A Trend of Consolidation

The trend of outpatient healthcare consolidation has been occurring silently throughout the past 8 or so years. The following article in the New York Times has done an excellent job in summarizing the trend: 


http://www.nytimes.com/2010/03/26/health/policy/26docs.html.


Expert analysts claim that doctors are "facing rising costs and fearing they will not be able to recruit junior partners — are selling their practices and moving into salaried jobs, too."
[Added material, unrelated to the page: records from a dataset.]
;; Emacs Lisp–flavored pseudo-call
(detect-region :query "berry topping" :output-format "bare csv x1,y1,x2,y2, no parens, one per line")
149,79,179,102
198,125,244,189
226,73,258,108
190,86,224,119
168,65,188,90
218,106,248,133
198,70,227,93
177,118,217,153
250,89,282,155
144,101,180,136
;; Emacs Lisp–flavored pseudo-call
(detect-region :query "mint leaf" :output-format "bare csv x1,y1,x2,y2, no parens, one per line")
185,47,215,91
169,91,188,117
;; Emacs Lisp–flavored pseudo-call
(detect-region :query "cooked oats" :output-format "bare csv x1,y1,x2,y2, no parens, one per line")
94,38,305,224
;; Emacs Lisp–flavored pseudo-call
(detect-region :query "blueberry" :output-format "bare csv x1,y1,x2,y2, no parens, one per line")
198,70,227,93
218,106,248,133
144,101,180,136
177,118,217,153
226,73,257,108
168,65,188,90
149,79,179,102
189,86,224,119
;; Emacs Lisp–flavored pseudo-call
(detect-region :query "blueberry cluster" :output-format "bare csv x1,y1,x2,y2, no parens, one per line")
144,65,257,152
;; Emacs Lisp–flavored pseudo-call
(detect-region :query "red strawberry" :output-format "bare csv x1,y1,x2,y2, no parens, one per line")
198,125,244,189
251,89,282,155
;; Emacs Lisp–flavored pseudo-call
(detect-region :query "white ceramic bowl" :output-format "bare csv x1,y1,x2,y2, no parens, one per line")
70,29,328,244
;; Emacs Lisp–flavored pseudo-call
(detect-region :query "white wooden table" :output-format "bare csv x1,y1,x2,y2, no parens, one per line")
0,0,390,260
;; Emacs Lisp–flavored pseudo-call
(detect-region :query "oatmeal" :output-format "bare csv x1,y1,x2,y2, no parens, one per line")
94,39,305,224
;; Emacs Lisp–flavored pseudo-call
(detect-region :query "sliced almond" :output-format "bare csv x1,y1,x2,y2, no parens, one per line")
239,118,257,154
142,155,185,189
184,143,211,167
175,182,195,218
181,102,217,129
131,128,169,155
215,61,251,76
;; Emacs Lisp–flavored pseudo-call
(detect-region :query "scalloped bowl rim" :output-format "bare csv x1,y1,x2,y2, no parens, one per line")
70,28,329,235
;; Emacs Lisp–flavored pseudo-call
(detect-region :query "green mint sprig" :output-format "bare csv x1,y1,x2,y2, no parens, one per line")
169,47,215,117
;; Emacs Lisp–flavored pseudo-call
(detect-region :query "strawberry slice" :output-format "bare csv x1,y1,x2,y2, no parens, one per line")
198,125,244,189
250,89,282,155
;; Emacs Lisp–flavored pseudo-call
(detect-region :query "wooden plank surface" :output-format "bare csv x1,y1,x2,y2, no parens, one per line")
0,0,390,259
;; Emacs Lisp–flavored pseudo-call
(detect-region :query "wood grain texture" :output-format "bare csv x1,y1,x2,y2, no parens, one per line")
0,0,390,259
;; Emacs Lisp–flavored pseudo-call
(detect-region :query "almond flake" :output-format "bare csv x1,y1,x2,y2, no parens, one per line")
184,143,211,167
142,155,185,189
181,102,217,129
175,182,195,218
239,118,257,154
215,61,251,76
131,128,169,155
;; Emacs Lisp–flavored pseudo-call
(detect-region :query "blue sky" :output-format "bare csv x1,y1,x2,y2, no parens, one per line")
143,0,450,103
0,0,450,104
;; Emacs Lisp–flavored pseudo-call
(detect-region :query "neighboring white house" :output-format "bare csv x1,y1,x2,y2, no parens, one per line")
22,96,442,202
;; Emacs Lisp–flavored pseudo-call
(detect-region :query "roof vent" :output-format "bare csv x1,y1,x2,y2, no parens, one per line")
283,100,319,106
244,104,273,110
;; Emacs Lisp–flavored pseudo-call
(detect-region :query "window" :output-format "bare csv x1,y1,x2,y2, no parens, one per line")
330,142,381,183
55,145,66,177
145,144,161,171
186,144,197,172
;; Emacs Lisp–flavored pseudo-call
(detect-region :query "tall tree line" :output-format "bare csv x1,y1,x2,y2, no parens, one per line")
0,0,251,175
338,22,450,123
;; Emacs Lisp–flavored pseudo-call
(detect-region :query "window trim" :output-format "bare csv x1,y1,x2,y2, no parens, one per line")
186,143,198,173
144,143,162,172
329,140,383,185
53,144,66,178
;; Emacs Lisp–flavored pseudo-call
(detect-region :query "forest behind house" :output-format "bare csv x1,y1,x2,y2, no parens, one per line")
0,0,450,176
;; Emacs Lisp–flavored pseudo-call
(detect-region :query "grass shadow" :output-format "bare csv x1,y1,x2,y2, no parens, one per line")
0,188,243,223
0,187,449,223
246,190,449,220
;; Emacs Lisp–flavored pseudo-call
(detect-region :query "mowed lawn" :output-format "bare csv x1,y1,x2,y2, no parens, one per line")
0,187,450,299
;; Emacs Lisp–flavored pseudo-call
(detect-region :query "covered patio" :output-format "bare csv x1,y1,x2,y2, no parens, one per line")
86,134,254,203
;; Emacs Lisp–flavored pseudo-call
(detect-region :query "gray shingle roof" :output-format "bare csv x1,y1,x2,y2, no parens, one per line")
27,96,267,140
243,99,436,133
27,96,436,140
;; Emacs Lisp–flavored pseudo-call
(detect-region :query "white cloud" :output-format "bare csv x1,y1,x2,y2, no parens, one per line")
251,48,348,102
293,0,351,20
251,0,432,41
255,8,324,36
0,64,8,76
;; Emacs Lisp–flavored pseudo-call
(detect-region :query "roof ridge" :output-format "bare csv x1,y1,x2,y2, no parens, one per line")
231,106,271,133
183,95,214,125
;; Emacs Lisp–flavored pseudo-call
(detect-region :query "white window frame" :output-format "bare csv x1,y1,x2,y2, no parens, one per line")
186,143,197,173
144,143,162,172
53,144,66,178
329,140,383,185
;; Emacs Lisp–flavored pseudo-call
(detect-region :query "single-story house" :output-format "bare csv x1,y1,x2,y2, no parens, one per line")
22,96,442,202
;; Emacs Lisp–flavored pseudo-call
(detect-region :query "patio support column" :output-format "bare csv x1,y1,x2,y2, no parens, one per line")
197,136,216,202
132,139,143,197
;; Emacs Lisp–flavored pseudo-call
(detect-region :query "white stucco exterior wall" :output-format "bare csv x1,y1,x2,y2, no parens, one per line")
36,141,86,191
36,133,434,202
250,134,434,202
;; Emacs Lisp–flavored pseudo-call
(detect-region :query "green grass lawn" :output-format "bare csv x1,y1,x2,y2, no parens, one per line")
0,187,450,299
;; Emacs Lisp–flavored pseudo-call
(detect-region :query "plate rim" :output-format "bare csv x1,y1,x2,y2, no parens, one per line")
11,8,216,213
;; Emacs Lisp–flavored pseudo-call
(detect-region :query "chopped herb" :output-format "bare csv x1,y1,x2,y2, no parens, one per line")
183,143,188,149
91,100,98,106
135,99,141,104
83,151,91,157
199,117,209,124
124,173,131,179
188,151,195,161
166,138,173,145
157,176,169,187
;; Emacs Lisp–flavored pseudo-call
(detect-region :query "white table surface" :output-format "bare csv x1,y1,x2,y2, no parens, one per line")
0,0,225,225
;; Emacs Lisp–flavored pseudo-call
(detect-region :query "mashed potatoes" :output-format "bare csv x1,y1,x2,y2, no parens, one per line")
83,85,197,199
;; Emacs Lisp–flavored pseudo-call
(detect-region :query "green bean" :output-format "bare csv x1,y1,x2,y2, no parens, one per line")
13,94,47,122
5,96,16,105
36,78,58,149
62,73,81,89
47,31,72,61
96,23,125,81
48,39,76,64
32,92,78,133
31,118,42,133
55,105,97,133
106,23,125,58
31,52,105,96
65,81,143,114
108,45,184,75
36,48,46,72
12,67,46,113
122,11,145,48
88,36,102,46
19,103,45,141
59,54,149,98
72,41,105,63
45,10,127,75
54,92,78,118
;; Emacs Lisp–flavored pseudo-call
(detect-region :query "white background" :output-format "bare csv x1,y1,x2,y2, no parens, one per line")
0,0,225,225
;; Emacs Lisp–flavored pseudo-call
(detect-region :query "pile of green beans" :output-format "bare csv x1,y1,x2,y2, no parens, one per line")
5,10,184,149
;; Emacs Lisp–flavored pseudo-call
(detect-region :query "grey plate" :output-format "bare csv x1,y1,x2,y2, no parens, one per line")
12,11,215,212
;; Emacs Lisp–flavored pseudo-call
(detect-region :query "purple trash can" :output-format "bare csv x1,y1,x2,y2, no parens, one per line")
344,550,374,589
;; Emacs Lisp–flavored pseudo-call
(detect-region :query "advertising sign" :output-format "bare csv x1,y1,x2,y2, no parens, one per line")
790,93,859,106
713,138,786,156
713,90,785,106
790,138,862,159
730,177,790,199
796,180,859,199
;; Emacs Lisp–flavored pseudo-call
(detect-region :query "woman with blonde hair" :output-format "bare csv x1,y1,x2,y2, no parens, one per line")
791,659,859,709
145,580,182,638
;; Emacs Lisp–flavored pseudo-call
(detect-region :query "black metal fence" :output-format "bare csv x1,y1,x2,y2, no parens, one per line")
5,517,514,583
The main benefit and concern, as iterated in the article, are that "bigger health care organizations can provide better, more coordinated care. But the intimacy of longstanding doctor-patient relationships may be going the way of the house call." So it seems that there would be some kind of trade-off between efficiency and being personable. I find this to be a paradox, however, as efficiency would free up time to better talk to your patients. When a patient enters a Consolicare, I want that patient to feel like a part of the family. Each appointment should, in time, feel like a visit with a distant relative. Because of high switching costs (very time-intensive), it is much more likely that a new patient stays with us for many years. In addition, the patient will, by nature of the business model, schedule multiple appointments each visit. For these two reasons it is vitally important that that patient feel comfortable throughout the visit.